History and Asian American Studies, College of Liberal Arts, 2018

Regents Professor Erika Lee, Distinguished McKnight University Professor, is one of the nation’s leading scholars in the field of immigration history. She is a professor in the Department of History and the Asian American Studies Program, the director of the Immigration History Research Center (IHRC), the Rudolph J. Vecoli Chair in Immigration History, and an Andrew Carnegie Fellow for 2018-2020. She also served as the director of the Immigration History Research Center and Archives (2012); the director of the Asian American Studies Program (2009-2012); and, director of Undergraduate Studies, Department of History (2003-2006). Lee is credited with discovering new sources of historical research, developing new frameworks for studying the past, and creating new digital tools that have helped to change the way immigration in the U.S. and the world is documented, taught, and understood. She is also credited with playing a key role in reshaping the entire field of American immigration history.
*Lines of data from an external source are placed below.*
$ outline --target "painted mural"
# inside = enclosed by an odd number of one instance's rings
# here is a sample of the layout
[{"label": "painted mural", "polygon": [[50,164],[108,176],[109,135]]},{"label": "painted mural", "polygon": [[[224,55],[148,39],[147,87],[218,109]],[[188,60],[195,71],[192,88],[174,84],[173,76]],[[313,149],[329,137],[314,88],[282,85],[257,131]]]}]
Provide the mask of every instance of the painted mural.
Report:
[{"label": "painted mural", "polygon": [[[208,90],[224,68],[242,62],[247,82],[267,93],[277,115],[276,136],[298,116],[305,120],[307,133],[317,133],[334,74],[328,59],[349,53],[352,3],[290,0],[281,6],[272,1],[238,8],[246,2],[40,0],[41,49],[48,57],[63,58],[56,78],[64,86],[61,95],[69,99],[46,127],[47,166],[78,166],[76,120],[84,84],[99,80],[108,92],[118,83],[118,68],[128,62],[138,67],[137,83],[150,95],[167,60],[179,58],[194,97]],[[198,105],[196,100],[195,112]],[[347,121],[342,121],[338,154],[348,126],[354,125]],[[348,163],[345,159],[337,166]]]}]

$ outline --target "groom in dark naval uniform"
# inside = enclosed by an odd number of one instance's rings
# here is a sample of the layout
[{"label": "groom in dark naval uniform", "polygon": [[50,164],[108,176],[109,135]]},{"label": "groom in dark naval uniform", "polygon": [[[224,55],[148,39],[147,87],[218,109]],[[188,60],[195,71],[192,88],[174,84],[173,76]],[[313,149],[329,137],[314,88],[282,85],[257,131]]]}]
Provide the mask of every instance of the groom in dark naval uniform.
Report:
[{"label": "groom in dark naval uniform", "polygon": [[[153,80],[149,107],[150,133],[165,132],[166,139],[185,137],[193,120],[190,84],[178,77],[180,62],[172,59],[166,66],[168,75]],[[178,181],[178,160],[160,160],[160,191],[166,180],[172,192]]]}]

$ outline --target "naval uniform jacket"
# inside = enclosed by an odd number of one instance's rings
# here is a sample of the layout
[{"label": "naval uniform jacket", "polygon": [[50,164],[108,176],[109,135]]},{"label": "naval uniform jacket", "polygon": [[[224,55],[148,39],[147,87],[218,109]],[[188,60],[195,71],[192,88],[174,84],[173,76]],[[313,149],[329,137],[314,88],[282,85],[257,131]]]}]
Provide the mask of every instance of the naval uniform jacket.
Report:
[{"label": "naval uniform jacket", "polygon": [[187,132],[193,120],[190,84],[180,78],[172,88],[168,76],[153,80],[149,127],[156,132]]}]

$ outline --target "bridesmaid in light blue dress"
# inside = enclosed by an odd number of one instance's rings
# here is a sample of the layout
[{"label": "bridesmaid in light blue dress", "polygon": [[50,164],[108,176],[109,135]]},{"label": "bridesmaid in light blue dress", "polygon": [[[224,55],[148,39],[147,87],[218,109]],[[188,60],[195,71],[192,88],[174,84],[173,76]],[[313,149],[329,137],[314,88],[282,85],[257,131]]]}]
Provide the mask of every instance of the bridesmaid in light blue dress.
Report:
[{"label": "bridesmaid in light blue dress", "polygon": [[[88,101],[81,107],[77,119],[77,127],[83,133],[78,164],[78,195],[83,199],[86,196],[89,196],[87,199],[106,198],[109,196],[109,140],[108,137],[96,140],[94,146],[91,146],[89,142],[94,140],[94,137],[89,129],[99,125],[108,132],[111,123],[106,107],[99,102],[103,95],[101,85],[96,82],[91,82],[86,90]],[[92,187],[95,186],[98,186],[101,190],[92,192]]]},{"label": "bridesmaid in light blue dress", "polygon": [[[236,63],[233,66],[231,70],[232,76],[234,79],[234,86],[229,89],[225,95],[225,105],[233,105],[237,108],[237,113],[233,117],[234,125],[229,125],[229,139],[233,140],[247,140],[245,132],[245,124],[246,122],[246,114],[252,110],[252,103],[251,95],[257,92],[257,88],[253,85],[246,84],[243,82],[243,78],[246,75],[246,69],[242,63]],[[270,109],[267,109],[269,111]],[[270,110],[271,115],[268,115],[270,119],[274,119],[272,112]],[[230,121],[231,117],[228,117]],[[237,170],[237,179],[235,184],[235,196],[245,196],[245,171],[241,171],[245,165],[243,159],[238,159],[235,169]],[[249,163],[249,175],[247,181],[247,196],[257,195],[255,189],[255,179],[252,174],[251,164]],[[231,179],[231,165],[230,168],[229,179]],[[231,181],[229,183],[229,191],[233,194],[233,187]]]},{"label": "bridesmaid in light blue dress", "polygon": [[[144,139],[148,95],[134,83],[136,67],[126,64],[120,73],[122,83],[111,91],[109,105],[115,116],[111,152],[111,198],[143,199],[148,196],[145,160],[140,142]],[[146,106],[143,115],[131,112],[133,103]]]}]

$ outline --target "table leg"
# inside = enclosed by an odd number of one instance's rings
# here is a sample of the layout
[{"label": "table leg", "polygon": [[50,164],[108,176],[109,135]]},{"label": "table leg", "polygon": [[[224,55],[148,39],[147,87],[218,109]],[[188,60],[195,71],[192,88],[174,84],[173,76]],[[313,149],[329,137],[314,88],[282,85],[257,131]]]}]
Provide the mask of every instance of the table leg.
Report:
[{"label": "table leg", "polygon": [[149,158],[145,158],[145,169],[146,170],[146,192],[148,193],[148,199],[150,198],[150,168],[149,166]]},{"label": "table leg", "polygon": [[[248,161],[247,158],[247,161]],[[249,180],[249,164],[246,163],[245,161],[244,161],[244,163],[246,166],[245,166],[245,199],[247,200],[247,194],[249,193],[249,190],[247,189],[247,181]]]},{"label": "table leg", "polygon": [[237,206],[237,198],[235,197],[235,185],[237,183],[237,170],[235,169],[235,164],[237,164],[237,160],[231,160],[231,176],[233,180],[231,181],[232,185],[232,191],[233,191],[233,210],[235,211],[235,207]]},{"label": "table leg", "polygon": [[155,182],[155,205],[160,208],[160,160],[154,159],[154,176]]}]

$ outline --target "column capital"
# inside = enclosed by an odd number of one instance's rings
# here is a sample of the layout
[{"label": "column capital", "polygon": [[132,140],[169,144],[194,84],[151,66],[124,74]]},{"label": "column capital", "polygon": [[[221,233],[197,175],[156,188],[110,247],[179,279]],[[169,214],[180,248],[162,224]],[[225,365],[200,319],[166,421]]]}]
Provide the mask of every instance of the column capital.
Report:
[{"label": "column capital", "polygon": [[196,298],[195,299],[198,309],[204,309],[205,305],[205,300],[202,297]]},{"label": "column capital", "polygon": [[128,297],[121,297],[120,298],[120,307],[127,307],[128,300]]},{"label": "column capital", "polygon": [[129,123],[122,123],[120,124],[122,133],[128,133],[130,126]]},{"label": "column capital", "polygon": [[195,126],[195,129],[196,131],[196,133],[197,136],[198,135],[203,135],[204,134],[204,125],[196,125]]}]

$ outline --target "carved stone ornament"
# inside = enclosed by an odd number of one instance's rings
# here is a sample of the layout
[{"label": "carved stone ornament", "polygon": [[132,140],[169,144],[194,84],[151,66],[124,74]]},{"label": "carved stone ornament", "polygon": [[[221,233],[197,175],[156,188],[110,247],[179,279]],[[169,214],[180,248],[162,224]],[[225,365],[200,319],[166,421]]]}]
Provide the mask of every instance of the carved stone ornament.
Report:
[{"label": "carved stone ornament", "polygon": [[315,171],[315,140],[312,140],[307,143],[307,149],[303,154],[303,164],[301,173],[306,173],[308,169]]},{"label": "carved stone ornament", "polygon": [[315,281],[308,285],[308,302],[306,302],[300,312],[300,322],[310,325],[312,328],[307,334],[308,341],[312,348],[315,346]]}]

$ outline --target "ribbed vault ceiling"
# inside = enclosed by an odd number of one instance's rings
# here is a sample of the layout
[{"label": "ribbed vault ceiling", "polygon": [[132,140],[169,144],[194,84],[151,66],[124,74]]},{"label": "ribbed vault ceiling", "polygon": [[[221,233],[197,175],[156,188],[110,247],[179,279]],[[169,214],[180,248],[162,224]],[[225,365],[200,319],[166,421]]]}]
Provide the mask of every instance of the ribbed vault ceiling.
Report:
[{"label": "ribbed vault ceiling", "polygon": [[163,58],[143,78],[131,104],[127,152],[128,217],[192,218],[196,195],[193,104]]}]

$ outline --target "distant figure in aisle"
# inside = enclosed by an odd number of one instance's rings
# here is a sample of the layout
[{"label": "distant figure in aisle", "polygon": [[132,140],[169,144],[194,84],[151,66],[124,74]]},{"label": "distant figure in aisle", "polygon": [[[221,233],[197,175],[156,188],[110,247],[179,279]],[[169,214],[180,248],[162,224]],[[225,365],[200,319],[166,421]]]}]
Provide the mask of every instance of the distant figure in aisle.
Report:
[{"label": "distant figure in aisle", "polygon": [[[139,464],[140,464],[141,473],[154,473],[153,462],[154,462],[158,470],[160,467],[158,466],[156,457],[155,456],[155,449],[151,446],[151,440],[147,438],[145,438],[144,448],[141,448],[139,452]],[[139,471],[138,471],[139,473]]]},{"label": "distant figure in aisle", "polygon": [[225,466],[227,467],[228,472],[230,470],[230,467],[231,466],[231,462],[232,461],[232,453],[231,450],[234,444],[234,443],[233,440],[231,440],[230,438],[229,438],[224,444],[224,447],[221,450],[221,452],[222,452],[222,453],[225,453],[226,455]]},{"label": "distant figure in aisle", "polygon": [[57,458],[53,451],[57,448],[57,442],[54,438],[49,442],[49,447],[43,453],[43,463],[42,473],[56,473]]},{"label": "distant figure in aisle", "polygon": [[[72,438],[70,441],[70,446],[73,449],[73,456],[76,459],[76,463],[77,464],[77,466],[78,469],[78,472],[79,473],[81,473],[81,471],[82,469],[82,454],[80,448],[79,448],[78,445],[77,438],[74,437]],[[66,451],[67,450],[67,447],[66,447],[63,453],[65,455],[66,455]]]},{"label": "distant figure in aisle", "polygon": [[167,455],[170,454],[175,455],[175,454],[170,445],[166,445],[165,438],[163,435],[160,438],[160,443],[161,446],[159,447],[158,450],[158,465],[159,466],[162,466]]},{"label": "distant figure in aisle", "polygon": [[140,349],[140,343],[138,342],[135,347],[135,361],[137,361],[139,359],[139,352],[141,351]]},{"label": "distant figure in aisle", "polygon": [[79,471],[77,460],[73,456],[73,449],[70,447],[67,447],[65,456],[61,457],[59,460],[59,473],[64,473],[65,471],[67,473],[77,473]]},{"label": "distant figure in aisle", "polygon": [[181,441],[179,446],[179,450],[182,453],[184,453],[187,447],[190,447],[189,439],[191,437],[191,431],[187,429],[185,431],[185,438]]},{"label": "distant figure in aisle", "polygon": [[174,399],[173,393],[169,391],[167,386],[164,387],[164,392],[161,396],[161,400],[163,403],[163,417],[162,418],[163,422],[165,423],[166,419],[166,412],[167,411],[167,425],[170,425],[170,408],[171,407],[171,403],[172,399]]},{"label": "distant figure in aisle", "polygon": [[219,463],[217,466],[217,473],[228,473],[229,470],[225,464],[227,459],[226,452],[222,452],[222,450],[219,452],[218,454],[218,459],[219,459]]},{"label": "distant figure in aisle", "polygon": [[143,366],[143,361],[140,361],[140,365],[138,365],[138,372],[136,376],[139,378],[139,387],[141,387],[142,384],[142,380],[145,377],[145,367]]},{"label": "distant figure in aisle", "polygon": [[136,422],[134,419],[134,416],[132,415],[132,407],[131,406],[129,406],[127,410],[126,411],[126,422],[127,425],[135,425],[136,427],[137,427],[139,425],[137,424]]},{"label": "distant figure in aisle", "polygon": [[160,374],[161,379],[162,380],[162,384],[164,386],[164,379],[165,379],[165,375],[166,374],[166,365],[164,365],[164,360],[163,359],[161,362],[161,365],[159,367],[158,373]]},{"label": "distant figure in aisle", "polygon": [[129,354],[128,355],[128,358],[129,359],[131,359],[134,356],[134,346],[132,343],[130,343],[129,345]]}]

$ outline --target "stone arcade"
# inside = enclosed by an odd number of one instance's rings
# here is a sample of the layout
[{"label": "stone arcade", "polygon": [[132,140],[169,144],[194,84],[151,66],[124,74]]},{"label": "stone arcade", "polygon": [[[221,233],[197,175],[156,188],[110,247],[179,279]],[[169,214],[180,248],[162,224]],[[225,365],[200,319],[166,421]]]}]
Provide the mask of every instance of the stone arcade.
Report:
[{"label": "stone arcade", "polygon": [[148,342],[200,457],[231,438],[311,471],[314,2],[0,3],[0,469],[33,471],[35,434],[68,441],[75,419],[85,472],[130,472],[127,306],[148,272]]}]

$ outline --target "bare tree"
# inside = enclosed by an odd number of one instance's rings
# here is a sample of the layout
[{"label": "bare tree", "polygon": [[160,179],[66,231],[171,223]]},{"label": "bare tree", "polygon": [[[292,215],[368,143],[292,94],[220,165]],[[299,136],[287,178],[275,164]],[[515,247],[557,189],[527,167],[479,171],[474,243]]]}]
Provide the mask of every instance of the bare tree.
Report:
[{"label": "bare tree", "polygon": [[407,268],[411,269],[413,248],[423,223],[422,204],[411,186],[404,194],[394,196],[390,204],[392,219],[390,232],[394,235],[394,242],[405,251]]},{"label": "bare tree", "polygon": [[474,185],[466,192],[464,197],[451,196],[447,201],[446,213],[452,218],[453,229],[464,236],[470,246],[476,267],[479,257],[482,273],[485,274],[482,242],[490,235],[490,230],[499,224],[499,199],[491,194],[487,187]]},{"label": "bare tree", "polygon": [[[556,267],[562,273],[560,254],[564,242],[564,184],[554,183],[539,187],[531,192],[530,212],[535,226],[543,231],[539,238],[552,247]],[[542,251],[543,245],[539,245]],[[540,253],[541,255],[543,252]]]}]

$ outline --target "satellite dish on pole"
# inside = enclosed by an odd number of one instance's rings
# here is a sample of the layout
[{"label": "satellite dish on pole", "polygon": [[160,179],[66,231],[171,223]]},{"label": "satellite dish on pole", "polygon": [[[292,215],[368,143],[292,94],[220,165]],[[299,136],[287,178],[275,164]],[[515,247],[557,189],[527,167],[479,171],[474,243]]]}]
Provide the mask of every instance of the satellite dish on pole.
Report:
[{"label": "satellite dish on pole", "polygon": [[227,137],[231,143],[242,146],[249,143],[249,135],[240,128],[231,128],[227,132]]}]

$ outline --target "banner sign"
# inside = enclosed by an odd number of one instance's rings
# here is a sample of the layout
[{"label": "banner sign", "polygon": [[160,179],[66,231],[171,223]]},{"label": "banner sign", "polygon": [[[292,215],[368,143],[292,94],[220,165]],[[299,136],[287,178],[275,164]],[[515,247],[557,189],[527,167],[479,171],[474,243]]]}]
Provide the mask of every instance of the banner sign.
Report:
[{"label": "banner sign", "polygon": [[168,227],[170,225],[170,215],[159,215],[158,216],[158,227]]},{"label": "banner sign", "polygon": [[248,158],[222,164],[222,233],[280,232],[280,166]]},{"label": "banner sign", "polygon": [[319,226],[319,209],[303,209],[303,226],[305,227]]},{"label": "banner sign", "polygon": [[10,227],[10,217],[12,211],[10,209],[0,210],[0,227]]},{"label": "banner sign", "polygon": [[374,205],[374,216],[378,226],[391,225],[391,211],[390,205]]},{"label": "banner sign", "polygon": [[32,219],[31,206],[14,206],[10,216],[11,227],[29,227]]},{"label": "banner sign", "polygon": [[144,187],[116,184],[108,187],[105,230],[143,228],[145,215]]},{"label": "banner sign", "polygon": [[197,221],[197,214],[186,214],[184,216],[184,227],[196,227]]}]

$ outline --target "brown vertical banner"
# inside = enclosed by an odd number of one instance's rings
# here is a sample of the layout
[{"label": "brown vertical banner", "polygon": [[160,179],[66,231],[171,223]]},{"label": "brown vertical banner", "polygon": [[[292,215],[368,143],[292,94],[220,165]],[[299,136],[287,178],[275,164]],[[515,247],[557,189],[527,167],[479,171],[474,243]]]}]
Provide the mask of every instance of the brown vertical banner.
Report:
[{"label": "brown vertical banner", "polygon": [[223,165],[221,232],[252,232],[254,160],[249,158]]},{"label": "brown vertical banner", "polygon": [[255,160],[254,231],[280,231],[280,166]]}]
Lee is the author of three books, all of which have won major awards. The Making of Asian America: A History, traces the histories of Asian Americans, the fastest growing group in the United States, into the Americas beginning in the 1500s and ending in the present day. Angel Island: Immigration Gateway to America, explores America’s complicated relationship to immigration through the history of San Francisco’s immigration station, the “Ellis Island of the West.” And, her first book, At America’s Gates: Chinese Immigration During the Exclusion Era, 1882-1943, shows how the Chinese exclusion laws, the country’s first immigration laws to single out an entire group for exclusion, recast the United States into a “gatekeeping nation.” She is now completing a fourth book, a sweeping examination of American xenophobia from the colonial era to the present titled Fear of the Stranger: A History of American Xenophobia. A prolific writer, Lee is also the author of more than 30 peer-reviewed or invited journal articles and book chapters published or forthcoming in scholarly journals, anthologies, and conference proceedings. She has over 20 opinion pieces or blog entries published. In addition, she founded, launched, and currently directs Immigrant Stories, a research, academic, and community engaged project that works with recent immigrants and refugees to create a digital collection about recent immigration. This project was awarded $324,000 from the National Endowment for the Humanities Digital Humanities Implementation Grant and is being used in the US and in Europe. In total, Lee has secured more than $650,000 in grants; considered to be an appreciable sum in the world of the humanities. Lee has been invited and given more than 50 professional lectures and keynotes at colleges, universities, historical societies, museums, and organizations nationally and internationally.

In addition to her critically acclaimed books, Lee is the recipient of numerous awards and recognitions throughout the broader scholarly community as well as the University of Minnesota campus. Recently awarded an Andrew Carnegie Fellowship, (also known as the nation’s “brainy award,”) she also received the 2018 Distinguished Historian Award from the Society for Historians of the Gilded Age and Progressive Era and was named Distinguished Lecturer in the Organization of American Historians. Lee has been awarded a wide array of highly competitive grants from the National Endowment for the Humanities, the Mellon Foundation, the U.S. State Department, and the Social Science Research Council. Her research has been the foundation for historical exhibits at the National Archives, the New York Historical Society, and the Angel Island Immigration Station. The University of Minnesota has bestowed upon her a McKnight Land Grant Professorship, a McKnight Presidential Fellowship, the Fesler-Lampert Professorship in the Public Humanities, and the Sara Evans Faculty Woman Scholar/Leader Award. In 2016, she received the Distinguished McKnight University Professor and in 2017, she was awarded the Dean’s Medal in the College of Liberal Arts.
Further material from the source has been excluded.